In Ruby, defining a constant feels like making a promise: “this won’t change.” But unless we take specific precautions, that promise doesn’t always hold. Ruby doesn’t enforce deep immutability—so constants can still reference objects that change under the hood.

In Ruby, defining a constant feels like making a promise: “this won’t change.” But unless we take specific precautions, that promise doesn’t always hold. Ruby doesn’t enforce deep immutability — so constants can still reference objects that change under the hood.

Let’s take a look

TAGS = [:news, :opinions]

Looks solid enough. But try this:

TAGS << :editorials
#=> [:news, :opinions, :editorials]

Even though TAGS is a constant, the array it references is still mutable.

Freezing Helps – But Only at the Surface

To stop top-level mutations, Ruby gives us the #freeze method:

TAGS.freeze
TAGS << :sports
#=> FrozenError: can't modify frozen Array

That works for shallow objects. But what happens when things get nested?

TAGS = {
  news: {
    world: %w[politics economy],
    local: %w[crime weather]
  },
  opinions: %w[editorials columns]
}.freeze

Now, try this seemingly harmless method:

def title(tag:)
  tag.titleize!
end

title(TAGS.dig(:news, :world, 0))
#=> "Politics"

That titleize! method modifies the string in place—even though it came from a frozen constant.

TAGS.dig(:news, :world, 0)
#=> "Politics"

So what’s happening? The outer structure is frozen, but the nested strings aren’t. Mutation sneaks in from the inside.

A Note About Strings

Strings are useful for examples like this because they make it easy to show how deeply nested mutation can happen. They’re simple, and we use them often.

Ruby offers a handy safeguard: place the magic comment # frozen_string_literal: true at the top of your file, and all string literals become immutable. Since Ruby 3.0, string hash keys are also frozen automatically. The community has an ongoing discussion about whether all strings in Ruby should be immutable by default.

A Better Approach: Enumerable#deep_freeze

To truly lock down complex structures, we need to freeze everything recursively. For some obscure reason Ruby doesn’t include a built-in #deep_freeze method—but we can write one ourselves:

module DeepFreeze
  def deep_freeze
    each do |value|
      if value.respond_to?(:deep_freeze)
        value.deep_freeze
      elsif value.respond_to?(:freeze)
        value.freeze
      end
    end
    freeze
  end
end

Enumerable.include(DeepFreeze)

With this in place, we can do the following:

TAGS = {
  news: {
    world: %w[politics economy],
    local: %w[crime weather]
  },
  opinions: %w[editorials columns]
}.deep_freeze

Any attempt to mutate any part of that structure will now raise a FrozenError. That’s the kind of protection we expect from a constant.

A Hidden Gem: Ractor.make_shareable

Ruby’s Ractor class includes a lesser-known class-method: make_shareable. It freezes an object and all of its references to make it safe for multi-threaded use.

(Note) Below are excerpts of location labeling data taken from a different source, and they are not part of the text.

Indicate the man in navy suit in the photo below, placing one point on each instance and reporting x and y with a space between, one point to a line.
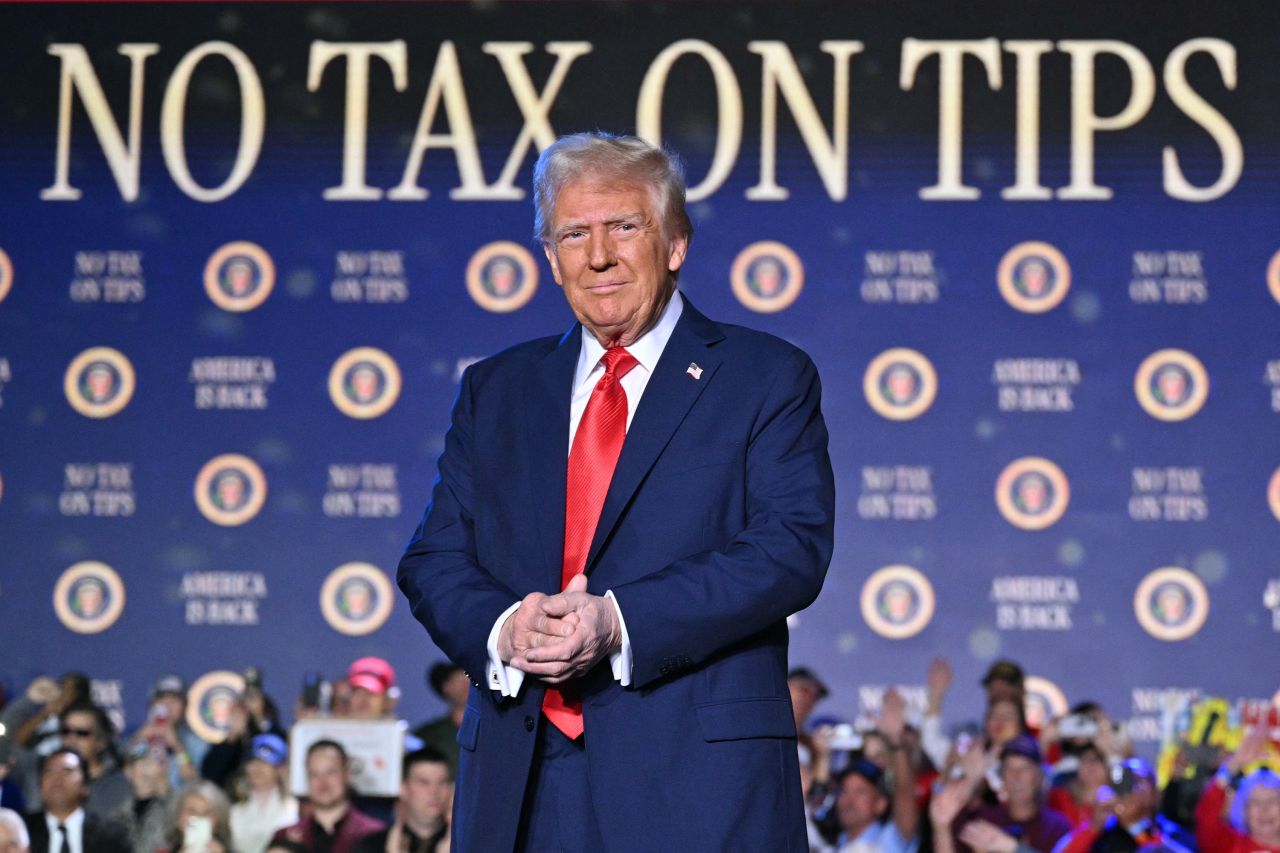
622 615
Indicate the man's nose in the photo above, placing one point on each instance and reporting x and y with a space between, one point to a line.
600 251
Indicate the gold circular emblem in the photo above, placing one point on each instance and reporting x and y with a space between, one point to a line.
1171 384
211 702
99 382
900 384
240 276
356 598
1032 493
502 277
88 597
231 489
1033 277
767 277
1171 603
364 383
897 601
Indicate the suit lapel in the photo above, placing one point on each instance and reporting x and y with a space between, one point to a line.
547 400
667 398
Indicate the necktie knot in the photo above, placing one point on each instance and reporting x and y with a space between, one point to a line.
617 363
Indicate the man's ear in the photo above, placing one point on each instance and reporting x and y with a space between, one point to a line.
551 259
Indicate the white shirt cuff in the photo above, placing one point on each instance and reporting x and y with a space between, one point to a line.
501 676
621 660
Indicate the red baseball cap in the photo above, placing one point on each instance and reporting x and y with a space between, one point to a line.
373 674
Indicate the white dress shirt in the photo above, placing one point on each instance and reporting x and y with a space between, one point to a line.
501 675
74 825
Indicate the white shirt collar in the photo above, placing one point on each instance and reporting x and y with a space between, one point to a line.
647 350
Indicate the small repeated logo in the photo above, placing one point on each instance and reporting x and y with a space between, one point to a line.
1032 493
1171 603
356 598
1033 277
364 383
1274 493
900 383
1272 278
231 489
1171 384
1043 701
502 277
897 602
767 277
240 276
88 597
211 702
7 274
99 382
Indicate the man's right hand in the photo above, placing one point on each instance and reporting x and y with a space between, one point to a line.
530 626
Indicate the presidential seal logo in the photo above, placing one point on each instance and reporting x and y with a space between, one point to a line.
767 277
7 274
1274 493
1171 603
1171 384
1272 281
1033 277
211 702
99 382
356 598
364 383
502 277
88 597
1032 493
900 384
897 602
231 489
240 276
1043 701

But it also works well for general deep freezing.

Let's use it in our DeepFreeze module:

module DeepFreeze
  def deep_freeze
    Ractor.make_shareable(self)
  end
end

Enumerable.include(DeepFreeze)

It’s a clean, efficient way to make our data truly read-only.

A Quick Recap

Freezing just the surface isn’t enough when our constants contain deeply nested data.

If we’re working with config values, shared data structures, or anything that shouldn’t change once defined, deep freezing gives us confidence—and code we can trust.

(Note: The documentation currently states that the specification and implementation of make_shareable may change. Use it at your own discretion.)